As we age, the tiniest blood vessels in our bodies become damaged, wither and die, and our arteries harden and become less pliable. When this happens the blood flow to organs and tissues is reduced, leading the way to many diseases: cardiovascular, neurological, muscle-wasting frailty, and even aging itself.

Three studies published in 2018 all show that several cardiovascular diseases stemming from vascular aging may be reversed by stimulating the activation of a group of proteins known as sirtuins. These sirtuins are activated by boosting a molecule called NAD+ through another precursor molecule called NMN (nicotinamide mononucleotide) that is ingested as a supplement.
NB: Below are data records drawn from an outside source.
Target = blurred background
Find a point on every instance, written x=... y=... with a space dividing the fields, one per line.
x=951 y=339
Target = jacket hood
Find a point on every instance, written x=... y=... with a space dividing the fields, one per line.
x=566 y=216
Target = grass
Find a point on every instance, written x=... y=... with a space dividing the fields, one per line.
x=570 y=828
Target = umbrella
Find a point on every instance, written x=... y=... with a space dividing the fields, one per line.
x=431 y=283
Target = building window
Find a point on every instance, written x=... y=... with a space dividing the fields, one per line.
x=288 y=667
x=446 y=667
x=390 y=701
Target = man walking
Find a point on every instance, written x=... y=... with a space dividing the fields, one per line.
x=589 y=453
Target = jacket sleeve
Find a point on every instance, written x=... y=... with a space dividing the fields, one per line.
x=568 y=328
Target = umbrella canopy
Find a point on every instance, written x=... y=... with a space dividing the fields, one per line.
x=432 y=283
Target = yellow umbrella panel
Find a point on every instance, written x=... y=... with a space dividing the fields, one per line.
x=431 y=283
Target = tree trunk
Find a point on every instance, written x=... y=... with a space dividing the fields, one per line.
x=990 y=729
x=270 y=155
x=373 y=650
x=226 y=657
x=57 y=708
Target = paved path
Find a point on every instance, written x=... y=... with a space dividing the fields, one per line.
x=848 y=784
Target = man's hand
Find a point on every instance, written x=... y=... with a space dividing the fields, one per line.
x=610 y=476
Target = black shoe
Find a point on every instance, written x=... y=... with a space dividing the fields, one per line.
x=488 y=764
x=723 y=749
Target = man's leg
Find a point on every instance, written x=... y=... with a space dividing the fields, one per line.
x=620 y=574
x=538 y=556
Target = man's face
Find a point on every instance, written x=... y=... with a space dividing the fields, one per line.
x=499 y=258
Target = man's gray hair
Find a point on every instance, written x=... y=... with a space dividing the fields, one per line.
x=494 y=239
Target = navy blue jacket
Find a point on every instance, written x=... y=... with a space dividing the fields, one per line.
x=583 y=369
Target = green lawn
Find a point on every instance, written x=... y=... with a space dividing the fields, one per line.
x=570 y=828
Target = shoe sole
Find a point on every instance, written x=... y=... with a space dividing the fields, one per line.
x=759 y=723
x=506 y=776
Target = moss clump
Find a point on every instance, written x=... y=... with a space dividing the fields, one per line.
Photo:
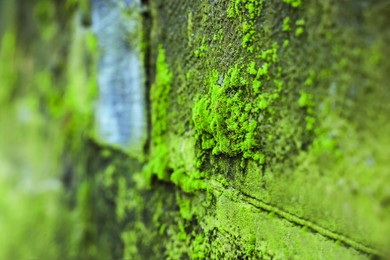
x=159 y=99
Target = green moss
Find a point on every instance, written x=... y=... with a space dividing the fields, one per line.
x=159 y=160
x=286 y=24
x=293 y=3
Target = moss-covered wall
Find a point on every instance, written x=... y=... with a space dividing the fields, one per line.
x=268 y=128
x=276 y=127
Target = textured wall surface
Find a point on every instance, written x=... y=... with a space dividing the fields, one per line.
x=267 y=125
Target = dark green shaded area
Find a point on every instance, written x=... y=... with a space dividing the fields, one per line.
x=268 y=130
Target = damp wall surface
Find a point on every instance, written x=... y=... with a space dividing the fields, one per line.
x=266 y=126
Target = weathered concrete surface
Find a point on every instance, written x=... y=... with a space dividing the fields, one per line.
x=267 y=132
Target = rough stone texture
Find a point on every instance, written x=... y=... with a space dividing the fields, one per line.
x=268 y=131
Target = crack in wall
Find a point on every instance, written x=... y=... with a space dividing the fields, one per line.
x=239 y=196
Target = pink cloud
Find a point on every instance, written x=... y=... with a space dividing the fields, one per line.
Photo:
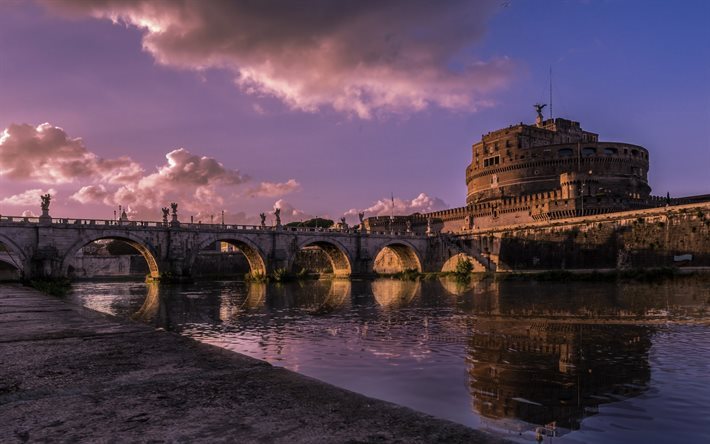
x=29 y=197
x=274 y=189
x=289 y=213
x=423 y=203
x=361 y=58
x=47 y=154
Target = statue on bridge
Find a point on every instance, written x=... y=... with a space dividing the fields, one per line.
x=46 y=199
x=45 y=218
x=174 y=222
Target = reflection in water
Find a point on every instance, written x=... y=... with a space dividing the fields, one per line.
x=394 y=293
x=540 y=372
x=507 y=355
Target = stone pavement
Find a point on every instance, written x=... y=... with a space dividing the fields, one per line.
x=70 y=374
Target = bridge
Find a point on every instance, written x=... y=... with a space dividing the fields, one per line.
x=46 y=247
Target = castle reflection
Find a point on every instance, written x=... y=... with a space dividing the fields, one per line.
x=539 y=371
x=548 y=352
x=533 y=352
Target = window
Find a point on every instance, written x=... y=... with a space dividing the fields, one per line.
x=495 y=160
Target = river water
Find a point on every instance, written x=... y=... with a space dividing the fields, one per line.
x=606 y=362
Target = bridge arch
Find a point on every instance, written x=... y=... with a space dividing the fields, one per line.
x=144 y=248
x=405 y=253
x=13 y=255
x=338 y=255
x=253 y=254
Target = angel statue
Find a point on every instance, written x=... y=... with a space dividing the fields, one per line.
x=45 y=201
x=538 y=107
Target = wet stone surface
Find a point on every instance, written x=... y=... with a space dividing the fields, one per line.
x=69 y=374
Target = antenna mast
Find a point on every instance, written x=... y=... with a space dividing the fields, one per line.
x=551 y=92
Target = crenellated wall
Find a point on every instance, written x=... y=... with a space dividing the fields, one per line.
x=674 y=236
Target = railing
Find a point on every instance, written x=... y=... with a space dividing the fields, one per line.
x=140 y=224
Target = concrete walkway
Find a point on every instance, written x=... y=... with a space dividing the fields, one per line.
x=69 y=374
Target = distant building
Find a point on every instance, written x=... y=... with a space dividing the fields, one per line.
x=550 y=170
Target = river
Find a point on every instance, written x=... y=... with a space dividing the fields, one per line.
x=601 y=362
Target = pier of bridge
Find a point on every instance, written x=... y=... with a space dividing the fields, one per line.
x=45 y=247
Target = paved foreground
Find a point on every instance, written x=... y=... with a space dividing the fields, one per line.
x=70 y=374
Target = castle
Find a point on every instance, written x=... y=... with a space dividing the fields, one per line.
x=550 y=170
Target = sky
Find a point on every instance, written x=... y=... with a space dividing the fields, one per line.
x=326 y=108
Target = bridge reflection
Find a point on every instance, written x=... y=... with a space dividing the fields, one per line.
x=532 y=352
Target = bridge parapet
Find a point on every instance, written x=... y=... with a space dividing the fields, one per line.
x=46 y=246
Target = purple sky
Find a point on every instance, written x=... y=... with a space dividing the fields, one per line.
x=328 y=109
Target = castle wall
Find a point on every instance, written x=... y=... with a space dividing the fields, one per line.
x=661 y=237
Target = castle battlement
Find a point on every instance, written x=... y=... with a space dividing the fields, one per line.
x=549 y=170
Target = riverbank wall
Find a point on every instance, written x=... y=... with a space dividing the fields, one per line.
x=675 y=236
x=70 y=374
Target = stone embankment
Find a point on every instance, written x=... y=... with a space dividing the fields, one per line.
x=69 y=374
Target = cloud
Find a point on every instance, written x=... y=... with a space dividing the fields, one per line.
x=402 y=207
x=29 y=197
x=356 y=56
x=91 y=193
x=46 y=154
x=274 y=189
x=195 y=182
x=289 y=213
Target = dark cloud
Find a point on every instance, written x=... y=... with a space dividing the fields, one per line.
x=357 y=56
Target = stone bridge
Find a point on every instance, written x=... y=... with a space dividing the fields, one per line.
x=46 y=247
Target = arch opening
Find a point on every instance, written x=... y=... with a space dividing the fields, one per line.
x=396 y=258
x=228 y=256
x=321 y=257
x=9 y=269
x=12 y=260
x=111 y=256
x=452 y=262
Let's review each of the three studies to see how NMN was tested to improve NAD+ and sirtuins, potentially resulting in the repair of damaged blood vessels.

March 2018 Study

A study lead by Dr. David Sinclair’s lab at Harvard Medical School and published in March 2018 showed that the vascular aging process can be reversed in mice, setting the stage for radical new therapies to help people age better. This study has unraveled the cascade of interactions between blood vessels and muscles.

Endothelial cells, which line the walls of blood vessels, are essential for the health and growth of the blood vessels. As endothelial cells age, blood vessels get damaged. They begin to atrophy and die, blood flow to many parts of the body diminishes, and organs and tissues begin to function poorly.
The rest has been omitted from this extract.